The pair met three years ago while working for Microsoft on its graduate scheme and had always dreamed of running their own business, taking the “difficult” decision to leave the tech giant once they had their idea.
Their business centres on developing simple mobile games for the whole family – the first being Roshambo Live, a free digital rock, paper, scissors tournament where players go head-to-head nationwide in live knockout rounds, with a prize of £1,000 for the ultimate champion three times a week.
Their initial idea was to partner with the likes of bars, restaurants, concert venues and football clubs, which would offer the free five-minute games to customers and stump up their own prize, such as a chance to meet the artist, for example. They started developing the tech in September 2019 and had started to make themselves known in the venues when lockdown hit, forcing a change of plans.
“We had to look at ourselves and ask how we could become relevant in the present situation, and it was a time when people were doing quizzes together remotely,” says Worsley.
Most of their business had been planned around in-person interaction, from the games being played in live venues to their marketing plan, which included guerrilla techniques to get themselves noticed, and learning from focus groups, which couldn’t take place. Instead, they decided to launch a basic version and then learn from the data. Their user demographic has also been different due to the pandemic.
“We’d originally thought our key market was students because they have the time and the tech, and the chance to win some free money is a good sell to them, but because everyone has been at home we’ve found that maybe a son or daughter gets the app and then the parents do, and then lots of families play together,” says Moore.
“We have users in their eighties, which we didn’t expect.”
Since launch, Roshambo has 15,000 active users – 5,000 more than predicted pre-coronavirus. Students have still been a target. The duo each have brothers at university and are holding university-wide tournaments that aim to get people talking, in turn partnering with businesses local to that university for sponsorship.

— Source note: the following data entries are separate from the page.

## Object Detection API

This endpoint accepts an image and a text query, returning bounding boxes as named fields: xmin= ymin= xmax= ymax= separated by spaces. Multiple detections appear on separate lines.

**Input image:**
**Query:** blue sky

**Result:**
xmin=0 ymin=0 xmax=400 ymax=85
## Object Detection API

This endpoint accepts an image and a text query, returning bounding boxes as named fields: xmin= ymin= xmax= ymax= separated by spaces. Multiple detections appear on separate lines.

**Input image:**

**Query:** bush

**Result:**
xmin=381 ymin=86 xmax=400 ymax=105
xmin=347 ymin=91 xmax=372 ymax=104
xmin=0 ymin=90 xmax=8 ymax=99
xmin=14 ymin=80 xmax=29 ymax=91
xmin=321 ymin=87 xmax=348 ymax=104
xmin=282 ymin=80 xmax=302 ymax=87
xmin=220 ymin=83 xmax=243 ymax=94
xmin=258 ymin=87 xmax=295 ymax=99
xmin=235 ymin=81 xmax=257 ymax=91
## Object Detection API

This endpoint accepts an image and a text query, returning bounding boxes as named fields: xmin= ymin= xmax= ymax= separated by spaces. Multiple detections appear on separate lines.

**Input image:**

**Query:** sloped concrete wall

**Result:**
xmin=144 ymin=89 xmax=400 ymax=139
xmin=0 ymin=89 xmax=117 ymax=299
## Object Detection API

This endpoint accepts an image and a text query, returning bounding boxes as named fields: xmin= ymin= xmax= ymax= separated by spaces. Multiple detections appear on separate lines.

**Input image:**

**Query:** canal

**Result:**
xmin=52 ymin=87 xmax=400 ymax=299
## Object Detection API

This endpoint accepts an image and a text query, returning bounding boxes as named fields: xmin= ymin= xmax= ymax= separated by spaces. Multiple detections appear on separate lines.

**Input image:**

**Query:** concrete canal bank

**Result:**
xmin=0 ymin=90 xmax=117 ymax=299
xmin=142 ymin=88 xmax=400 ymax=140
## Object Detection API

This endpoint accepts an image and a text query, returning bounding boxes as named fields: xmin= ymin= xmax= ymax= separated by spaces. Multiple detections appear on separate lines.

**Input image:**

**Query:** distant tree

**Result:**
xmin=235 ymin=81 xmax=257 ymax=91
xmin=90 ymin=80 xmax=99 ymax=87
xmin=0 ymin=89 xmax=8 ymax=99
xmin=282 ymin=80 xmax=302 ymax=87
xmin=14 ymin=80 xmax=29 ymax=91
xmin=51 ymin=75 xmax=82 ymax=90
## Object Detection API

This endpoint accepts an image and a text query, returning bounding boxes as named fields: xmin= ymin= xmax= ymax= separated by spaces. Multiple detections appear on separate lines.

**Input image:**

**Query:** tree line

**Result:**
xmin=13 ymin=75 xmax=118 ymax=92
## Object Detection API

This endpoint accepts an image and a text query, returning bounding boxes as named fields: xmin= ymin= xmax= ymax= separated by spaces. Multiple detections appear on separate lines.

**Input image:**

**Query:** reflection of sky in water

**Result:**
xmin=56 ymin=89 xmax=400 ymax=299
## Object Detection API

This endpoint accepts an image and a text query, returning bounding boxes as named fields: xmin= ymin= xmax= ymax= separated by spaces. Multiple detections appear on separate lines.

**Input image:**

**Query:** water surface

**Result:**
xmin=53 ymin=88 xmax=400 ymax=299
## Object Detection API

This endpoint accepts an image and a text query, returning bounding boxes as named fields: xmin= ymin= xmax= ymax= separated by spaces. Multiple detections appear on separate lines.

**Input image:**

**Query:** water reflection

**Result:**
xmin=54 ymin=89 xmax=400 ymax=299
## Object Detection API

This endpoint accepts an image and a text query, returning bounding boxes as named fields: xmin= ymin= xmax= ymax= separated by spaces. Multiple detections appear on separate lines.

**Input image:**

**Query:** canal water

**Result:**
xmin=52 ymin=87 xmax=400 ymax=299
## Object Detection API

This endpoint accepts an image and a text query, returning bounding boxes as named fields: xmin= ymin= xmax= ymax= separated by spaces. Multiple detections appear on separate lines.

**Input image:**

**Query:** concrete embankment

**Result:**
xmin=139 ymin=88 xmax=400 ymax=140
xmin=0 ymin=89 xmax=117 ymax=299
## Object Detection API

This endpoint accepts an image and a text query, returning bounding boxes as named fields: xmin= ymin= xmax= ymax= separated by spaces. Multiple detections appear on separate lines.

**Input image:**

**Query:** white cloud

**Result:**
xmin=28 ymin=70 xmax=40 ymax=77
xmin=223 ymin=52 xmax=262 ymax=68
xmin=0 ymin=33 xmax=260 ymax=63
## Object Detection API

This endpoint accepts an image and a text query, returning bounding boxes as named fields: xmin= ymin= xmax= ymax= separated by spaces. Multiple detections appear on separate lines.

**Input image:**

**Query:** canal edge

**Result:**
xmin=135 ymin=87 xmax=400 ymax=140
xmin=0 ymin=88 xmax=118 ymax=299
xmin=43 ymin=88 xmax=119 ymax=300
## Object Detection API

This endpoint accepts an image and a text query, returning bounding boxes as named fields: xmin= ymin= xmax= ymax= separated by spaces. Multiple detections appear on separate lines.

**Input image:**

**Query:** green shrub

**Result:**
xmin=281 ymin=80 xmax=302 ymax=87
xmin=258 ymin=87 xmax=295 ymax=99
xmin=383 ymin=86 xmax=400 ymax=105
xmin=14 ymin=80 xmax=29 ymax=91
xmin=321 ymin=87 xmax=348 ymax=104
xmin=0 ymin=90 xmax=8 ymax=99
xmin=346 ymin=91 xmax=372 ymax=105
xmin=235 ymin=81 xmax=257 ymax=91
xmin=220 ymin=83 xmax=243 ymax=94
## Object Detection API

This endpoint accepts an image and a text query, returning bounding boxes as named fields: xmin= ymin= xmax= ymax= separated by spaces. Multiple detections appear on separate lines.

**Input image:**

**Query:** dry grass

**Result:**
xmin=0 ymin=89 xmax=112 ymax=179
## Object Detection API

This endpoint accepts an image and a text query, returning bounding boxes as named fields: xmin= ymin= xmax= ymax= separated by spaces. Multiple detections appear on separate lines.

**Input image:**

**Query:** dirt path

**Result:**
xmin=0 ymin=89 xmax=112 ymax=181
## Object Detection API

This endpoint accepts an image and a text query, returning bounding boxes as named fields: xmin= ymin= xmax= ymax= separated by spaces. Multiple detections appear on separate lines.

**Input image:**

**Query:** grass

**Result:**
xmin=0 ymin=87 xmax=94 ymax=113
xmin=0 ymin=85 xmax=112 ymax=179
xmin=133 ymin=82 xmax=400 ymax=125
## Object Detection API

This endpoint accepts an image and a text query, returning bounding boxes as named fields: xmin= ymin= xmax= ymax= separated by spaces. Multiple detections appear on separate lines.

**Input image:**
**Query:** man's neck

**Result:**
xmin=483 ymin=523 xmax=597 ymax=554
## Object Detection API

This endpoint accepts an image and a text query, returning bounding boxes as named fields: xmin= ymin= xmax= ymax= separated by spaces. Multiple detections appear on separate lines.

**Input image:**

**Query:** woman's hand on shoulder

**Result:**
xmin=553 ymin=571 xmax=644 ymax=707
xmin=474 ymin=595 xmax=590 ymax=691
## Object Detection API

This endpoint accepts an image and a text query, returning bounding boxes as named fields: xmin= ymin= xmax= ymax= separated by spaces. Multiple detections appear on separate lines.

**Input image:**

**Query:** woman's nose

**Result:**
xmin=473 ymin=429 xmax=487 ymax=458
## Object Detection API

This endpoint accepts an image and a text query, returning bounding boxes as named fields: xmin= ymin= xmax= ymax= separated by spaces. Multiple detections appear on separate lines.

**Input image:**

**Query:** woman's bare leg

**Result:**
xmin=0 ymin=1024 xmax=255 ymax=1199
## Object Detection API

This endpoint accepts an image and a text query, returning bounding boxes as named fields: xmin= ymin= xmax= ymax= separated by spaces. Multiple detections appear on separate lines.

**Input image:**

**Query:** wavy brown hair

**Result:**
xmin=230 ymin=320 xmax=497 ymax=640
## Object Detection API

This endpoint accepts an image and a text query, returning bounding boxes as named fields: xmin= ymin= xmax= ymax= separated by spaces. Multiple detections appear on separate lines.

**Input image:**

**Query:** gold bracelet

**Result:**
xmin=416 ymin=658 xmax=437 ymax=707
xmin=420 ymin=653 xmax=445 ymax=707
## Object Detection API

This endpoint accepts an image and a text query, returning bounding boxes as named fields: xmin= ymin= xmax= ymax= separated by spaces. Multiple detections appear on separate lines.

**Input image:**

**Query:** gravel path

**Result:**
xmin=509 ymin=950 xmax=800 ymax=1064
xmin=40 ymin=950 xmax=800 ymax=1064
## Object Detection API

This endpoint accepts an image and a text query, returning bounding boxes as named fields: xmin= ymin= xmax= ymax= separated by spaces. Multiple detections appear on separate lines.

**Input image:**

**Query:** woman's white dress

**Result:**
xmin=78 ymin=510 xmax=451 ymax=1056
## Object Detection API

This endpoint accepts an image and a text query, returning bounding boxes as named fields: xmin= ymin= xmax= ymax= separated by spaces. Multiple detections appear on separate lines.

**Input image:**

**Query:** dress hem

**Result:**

“One of the great things about this pivot we’ve had to make is that we can still do both when the venues reopen, so we’ll have both revenue streams,” says Moore. “There have been rough days, and it’s been difficult particularly to try to build a culture in the business, but we think this has made us stronger on a personal level.
“We left secure roles with the world’s most valuable company and there was a pride in that, so we never thought about putting the business on ice – it was always about dealing with what was ahead of us, and being backed into some of these corners has made us more creative.”